明治時代から民主主義思想は発展していって大正時代には大正デモクラシーと呼ばれるほどになった。政治・社会・文化の各方面における民本主義が発展して自由主義的な運動が広まったのを大正デモクラシーという。大正時代には選挙で選ばれた政治家が首相になるという政党政治に発展するが、原敬首相が暗殺され、昭和になると昭和5年11月14日に浜口雄幸が右翼に狙撃され重傷を負い後に死亡。2年後の昭和7年の5月15日には総理大臣犬養毅が軍人に暗殺された。五・一五事件以後は軍部が政権を握った。

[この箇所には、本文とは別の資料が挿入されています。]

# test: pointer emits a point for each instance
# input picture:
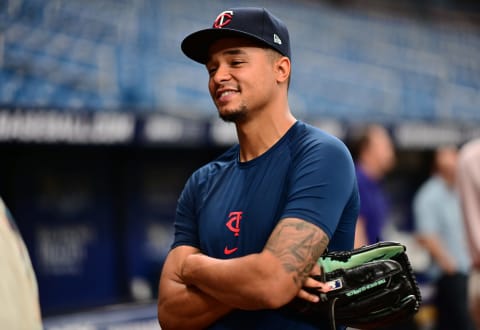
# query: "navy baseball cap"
(253, 23)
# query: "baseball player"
(251, 224)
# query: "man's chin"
(233, 116)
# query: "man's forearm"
(249, 282)
(189, 308)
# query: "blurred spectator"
(374, 156)
(19, 304)
(439, 228)
(469, 186)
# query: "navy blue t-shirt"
(229, 208)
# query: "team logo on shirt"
(233, 224)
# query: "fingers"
(302, 294)
(311, 283)
(320, 286)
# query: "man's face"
(241, 78)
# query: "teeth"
(226, 93)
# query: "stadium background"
(102, 119)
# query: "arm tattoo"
(298, 244)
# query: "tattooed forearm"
(298, 244)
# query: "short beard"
(236, 116)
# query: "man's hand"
(310, 282)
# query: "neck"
(260, 134)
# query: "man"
(469, 187)
(374, 158)
(19, 303)
(251, 224)
(439, 228)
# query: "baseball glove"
(371, 287)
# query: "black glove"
(372, 286)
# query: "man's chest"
(239, 213)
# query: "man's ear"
(282, 67)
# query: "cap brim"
(197, 45)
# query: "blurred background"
(102, 119)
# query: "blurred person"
(469, 188)
(374, 157)
(251, 224)
(19, 303)
(439, 229)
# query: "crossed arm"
(196, 290)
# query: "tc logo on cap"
(223, 19)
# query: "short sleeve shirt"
(229, 208)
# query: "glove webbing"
(331, 303)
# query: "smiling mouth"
(225, 95)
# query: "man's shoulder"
(224, 160)
(309, 135)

軍部が政権を握った日本は軍国主義になり、国民を歩兵としかみない戦争優先主義の政治になった。青年の夢や将来を奪って「死」を命じるのが軍国主義政治である。高校生になると洋画も観るようになる。洋画で見る戦争の多くは自由を求めた戦いであった。自由、平等、民主主義の考えが高校生になると強くなっていったから、自由を求める洋画の戦争には感動し、若者の自由を奪い死に向かわせる日本の軍国主義映画には反発した。だから、日本が戦前のような軍国主義国家だったら祖国復帰には反対だった。戦後の日本が民主主義国家になっていたから祖国復帰に賛成であった。

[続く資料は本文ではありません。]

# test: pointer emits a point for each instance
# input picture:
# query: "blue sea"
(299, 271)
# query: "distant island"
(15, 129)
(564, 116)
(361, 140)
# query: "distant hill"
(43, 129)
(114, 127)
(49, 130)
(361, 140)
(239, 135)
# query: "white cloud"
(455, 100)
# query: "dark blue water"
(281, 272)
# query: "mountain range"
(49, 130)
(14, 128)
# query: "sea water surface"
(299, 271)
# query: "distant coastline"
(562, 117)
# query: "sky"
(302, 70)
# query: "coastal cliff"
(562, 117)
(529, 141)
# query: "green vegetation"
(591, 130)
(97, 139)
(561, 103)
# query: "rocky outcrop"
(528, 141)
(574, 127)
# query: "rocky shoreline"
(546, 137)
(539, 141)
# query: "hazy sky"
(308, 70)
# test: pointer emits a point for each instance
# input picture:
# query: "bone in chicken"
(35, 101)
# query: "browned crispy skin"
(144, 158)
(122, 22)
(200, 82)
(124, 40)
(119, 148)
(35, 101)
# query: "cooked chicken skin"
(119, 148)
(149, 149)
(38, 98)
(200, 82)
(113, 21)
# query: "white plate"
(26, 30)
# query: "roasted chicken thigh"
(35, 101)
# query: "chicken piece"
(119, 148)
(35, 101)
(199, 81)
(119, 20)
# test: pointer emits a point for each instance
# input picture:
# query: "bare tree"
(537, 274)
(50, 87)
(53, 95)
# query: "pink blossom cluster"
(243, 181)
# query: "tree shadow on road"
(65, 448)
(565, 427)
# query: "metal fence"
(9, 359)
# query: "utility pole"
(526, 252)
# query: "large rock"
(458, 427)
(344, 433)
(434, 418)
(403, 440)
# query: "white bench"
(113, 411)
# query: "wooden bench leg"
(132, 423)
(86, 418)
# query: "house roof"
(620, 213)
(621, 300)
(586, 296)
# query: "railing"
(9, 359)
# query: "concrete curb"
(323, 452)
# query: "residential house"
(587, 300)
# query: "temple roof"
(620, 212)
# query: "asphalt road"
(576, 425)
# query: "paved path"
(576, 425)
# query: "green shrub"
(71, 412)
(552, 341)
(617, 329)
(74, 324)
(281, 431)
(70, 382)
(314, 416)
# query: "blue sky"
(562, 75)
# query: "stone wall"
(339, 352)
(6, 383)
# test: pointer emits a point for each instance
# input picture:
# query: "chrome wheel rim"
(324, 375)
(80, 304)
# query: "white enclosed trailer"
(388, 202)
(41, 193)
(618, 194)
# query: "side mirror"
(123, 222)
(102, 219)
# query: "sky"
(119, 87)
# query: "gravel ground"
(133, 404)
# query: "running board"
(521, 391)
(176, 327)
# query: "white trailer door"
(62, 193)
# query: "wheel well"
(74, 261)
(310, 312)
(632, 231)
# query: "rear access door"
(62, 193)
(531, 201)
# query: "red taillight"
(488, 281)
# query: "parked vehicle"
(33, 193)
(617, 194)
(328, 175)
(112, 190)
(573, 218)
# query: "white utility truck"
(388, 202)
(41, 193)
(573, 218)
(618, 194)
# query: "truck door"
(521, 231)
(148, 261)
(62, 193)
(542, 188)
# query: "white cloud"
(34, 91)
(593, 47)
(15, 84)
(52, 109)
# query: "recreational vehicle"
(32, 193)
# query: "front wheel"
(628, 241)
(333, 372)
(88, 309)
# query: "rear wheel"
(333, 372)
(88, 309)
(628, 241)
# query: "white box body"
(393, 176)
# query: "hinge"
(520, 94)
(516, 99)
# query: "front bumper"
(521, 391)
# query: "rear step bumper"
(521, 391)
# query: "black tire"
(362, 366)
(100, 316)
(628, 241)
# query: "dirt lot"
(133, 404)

 沖縄が米民政府統治社会より民主主義国家日本になったほうがより民主的で自由になれると思っていた。もし、軍国主義の日本に復帰すれば自由のない貧しい生活を強いられるだろう。それは米民政府統治より悪い沖縄社会である。復帰前は米軍が統治していたと左翼は言うし、軍事植民地だっと信じている人は多い。しかし、それは間違いである。米国は民主主義国家である。軍部が政治をすることは禁じている。沖縄は米軍が統治していたのではなく、大統領配下の米民政府が統治していた。復帰前の沖縄は戦前の沖縄より自由であったし民主的であった。沖縄が米軍に支配された軍事植民地というのは左翼が流した嘘である。戦前の軍国主義時代の沖縄より米民政府統治の沖縄がより民主的で自由だったのだ。

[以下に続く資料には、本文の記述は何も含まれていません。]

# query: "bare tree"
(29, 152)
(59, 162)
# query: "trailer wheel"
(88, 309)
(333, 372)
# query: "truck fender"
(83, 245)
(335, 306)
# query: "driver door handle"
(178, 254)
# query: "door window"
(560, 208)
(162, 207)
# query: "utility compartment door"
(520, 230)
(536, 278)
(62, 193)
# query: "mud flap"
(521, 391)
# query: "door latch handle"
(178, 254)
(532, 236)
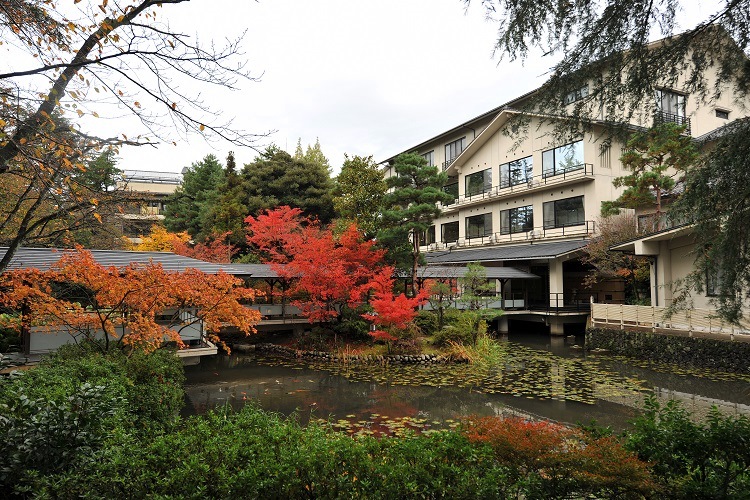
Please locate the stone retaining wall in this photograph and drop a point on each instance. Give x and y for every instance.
(721, 355)
(335, 357)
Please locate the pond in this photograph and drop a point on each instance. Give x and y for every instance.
(538, 377)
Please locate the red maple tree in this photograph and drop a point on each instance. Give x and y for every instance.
(392, 313)
(327, 271)
(216, 249)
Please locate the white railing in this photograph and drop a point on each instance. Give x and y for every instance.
(692, 321)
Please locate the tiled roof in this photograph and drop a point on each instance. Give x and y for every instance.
(531, 251)
(44, 258)
(460, 271)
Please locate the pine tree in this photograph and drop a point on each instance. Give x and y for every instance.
(410, 207)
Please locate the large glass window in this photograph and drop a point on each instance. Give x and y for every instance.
(563, 213)
(430, 235)
(479, 225)
(449, 232)
(479, 182)
(516, 172)
(562, 159)
(576, 95)
(453, 149)
(517, 220)
(670, 104)
(452, 189)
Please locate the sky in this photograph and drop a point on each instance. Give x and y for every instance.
(368, 78)
(365, 78)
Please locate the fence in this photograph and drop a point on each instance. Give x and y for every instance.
(692, 321)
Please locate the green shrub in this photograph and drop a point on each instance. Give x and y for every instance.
(693, 459)
(427, 321)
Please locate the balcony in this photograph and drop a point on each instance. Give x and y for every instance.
(585, 229)
(548, 179)
(665, 117)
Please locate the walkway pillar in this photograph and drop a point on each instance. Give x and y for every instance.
(555, 283)
(556, 325)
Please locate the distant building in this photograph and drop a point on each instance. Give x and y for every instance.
(151, 189)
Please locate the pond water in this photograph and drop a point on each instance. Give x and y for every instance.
(538, 376)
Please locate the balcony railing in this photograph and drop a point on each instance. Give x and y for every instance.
(584, 171)
(693, 321)
(448, 163)
(586, 228)
(664, 117)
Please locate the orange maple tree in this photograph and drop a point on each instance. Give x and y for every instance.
(326, 271)
(215, 249)
(138, 306)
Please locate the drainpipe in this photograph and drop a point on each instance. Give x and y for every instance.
(474, 132)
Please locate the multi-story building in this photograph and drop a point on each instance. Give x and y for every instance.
(150, 191)
(531, 201)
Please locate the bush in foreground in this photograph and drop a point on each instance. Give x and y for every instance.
(59, 415)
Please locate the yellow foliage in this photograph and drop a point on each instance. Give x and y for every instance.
(160, 240)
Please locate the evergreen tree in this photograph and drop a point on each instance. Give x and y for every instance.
(717, 198)
(228, 213)
(275, 179)
(189, 207)
(605, 47)
(358, 193)
(655, 158)
(298, 152)
(410, 207)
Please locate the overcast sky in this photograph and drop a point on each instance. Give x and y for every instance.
(366, 78)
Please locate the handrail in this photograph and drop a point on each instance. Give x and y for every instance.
(585, 170)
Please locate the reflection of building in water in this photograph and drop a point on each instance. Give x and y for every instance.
(700, 405)
(150, 190)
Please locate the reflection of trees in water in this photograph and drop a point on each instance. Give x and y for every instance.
(735, 391)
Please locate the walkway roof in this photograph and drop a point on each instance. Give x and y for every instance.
(532, 251)
(44, 258)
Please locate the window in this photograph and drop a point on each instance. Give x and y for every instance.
(479, 182)
(516, 172)
(563, 213)
(517, 220)
(713, 282)
(671, 105)
(576, 95)
(429, 236)
(562, 159)
(452, 189)
(449, 232)
(453, 149)
(479, 225)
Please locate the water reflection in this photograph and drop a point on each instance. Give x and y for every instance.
(539, 377)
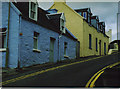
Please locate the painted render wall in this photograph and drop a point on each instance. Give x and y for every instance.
(28, 57)
(4, 24)
(21, 47)
(91, 30)
(80, 29)
(13, 34)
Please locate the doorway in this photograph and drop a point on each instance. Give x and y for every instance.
(52, 41)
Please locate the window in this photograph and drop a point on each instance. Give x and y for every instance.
(35, 40)
(105, 48)
(62, 25)
(90, 41)
(96, 44)
(3, 38)
(33, 10)
(85, 15)
(65, 48)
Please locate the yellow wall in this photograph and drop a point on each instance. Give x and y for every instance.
(81, 29)
(91, 30)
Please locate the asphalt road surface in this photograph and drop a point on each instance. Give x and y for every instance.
(76, 75)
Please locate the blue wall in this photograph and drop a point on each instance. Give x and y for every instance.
(13, 34)
(28, 57)
(21, 47)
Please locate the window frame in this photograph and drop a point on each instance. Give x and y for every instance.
(85, 13)
(3, 34)
(90, 41)
(104, 48)
(35, 37)
(97, 44)
(65, 48)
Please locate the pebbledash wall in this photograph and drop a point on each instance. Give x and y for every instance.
(21, 46)
(28, 57)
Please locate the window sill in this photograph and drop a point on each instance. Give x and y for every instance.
(2, 49)
(66, 56)
(36, 50)
(90, 48)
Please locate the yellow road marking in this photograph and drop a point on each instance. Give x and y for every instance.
(43, 71)
(93, 79)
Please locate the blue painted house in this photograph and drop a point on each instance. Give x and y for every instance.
(31, 35)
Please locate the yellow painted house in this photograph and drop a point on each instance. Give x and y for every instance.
(87, 29)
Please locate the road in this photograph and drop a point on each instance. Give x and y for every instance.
(76, 75)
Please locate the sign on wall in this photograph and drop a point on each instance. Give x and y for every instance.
(118, 20)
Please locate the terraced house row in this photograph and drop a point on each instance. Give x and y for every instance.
(86, 28)
(31, 35)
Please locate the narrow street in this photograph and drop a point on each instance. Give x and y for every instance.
(76, 75)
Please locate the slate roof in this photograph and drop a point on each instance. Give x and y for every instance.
(115, 41)
(51, 23)
(83, 9)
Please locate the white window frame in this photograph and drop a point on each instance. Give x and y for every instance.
(3, 48)
(65, 48)
(31, 10)
(35, 38)
(62, 23)
(85, 15)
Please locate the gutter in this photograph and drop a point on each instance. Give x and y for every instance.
(7, 48)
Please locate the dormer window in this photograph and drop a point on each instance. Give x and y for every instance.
(33, 10)
(62, 23)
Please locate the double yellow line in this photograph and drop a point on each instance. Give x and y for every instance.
(91, 82)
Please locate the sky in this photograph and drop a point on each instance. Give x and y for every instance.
(106, 11)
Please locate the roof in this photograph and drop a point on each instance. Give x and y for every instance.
(83, 9)
(95, 17)
(44, 18)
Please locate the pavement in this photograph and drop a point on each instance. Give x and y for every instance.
(76, 74)
(107, 78)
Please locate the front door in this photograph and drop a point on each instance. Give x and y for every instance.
(78, 49)
(51, 59)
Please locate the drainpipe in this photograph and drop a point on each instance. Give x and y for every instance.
(7, 48)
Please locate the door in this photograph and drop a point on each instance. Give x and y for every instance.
(51, 59)
(100, 47)
(78, 49)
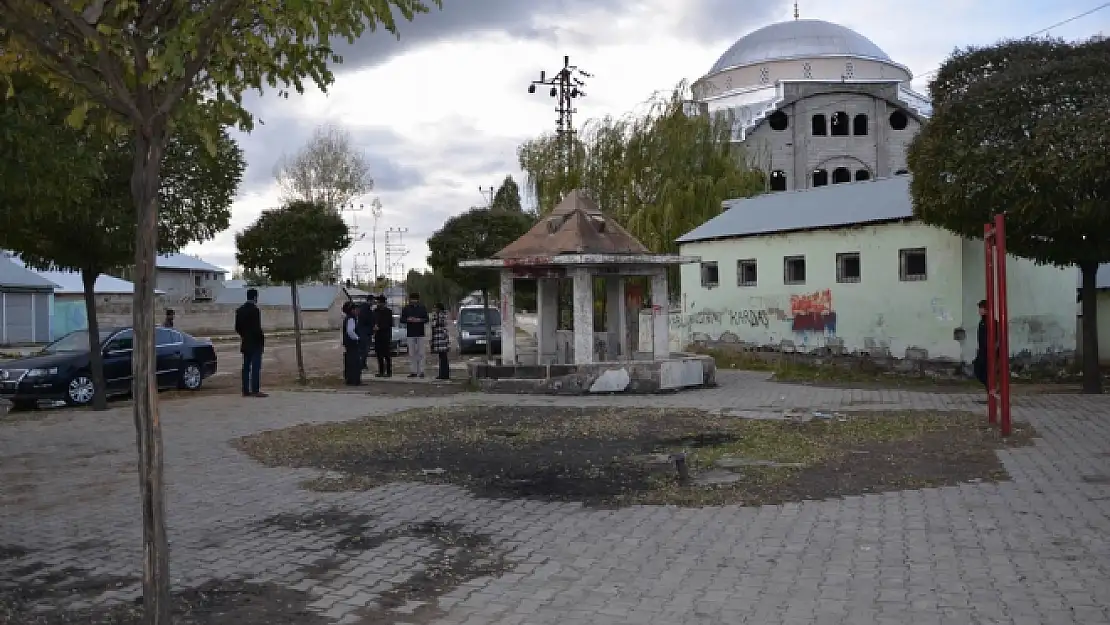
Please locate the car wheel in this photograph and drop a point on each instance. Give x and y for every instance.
(191, 376)
(80, 391)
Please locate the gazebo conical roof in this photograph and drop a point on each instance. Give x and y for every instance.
(575, 227)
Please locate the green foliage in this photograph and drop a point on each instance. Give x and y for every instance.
(434, 288)
(507, 197)
(476, 234)
(67, 192)
(659, 174)
(1020, 128)
(290, 244)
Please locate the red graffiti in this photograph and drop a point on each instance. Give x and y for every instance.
(818, 302)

 1972年(昭和47年)5月15日に、祖国復帰したが、特別な喜びも感動もなかった。沖縄が祖国復帰したのは祖国復帰運動の圧力に日米政府が折れたからではなかった。祖国復帰運動は復帰にほとんど関係ない。べトナム戦争で米政府の財政が危機的状態に陥ったのが祖国復帰の原因だ。
 米国は財政危機を防ぐために日本・沖縄にある米軍基地を縮小しようとした。主要な米軍基地だけを残してそれ以外の米軍基地は撤去しようとしたのだ。それに慌てたのが日本政府だった。ソ連、北朝鮮、中国との緊張は続いていたし、ベトナム戦争も続いていた。沖縄の米軍基地が戦力ダウンすれば日本の危機に繋がる。日本政府は軍用地料、軍雇用員の給料など米軍の基地の経費を日本政府が肩代わりするから米軍基地を現状維持するように米政府に要請した。米政府は日本の陽性を了解した。米軍基地の維持経費を日本が補填するには沖縄を日本の施政権下に置いた方が予算が組みやすい。それに政府としても沖縄の復帰を望んでいたから沖縄の祖国復帰が実現したのである。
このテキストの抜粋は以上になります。